Not going out doesn’t make me any less fun

I won’t ‘stop being boring and come out’


Going out is pretty much a staple of university life, and while I enjoy having a few drinks with friends – I’d always prefer a night in.

Behind my family and friends, curling up under 3 feet of blankets is one of my favourite things in the world – being dragged out to spend my evening in a club (without my duvet) is less of a love of mine.

What I love less though, is when people assume just because they go out all the time, that their lives are better than mine. Just because you think spending your life in a club is fun it doesn’t necessarily mean I feel the same, and it doesn’t make me a boring person.

Instead of pulling the classic “don’t be boring” response when someone turns down a night out, just respect their decision.

Going out can be fun, but it isn’t the absolute be all and end all of enjoying yourself on this planet.
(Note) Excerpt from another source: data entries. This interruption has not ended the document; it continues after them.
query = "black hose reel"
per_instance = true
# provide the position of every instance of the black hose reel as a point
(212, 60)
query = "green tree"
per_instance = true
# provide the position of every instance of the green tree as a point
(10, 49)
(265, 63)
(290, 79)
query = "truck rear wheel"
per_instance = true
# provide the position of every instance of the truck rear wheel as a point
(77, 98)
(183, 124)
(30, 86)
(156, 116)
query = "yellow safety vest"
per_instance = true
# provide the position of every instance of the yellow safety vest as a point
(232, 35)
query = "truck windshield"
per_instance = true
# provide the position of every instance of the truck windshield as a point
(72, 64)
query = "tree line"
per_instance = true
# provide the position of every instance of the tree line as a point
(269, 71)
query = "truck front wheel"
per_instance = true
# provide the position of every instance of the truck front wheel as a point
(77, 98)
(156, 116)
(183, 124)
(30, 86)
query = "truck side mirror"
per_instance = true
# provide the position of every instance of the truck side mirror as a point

There are plenty of other ways to spend time with your friends or blow off some steam, and you have no right to criticise how someone else spends their time just because it’s not your thing.

There might be underlying reasons someone doesn’t want to go out. I can say from experience that it feels really shit when someone piles on the pressure to do something when you really can’t do it.

Why is it such a problem that I’d rather just go to the pub and chat, or have a film night, or go for dinner? It seems like nowadays so many young people’s lives revolve around when they’re next going out, and it can be incredibly frustrating to be seen as boring just because I don’t want to do the same.

You shouldn’t assume something about my personality just because I might turn down a night out from time to time.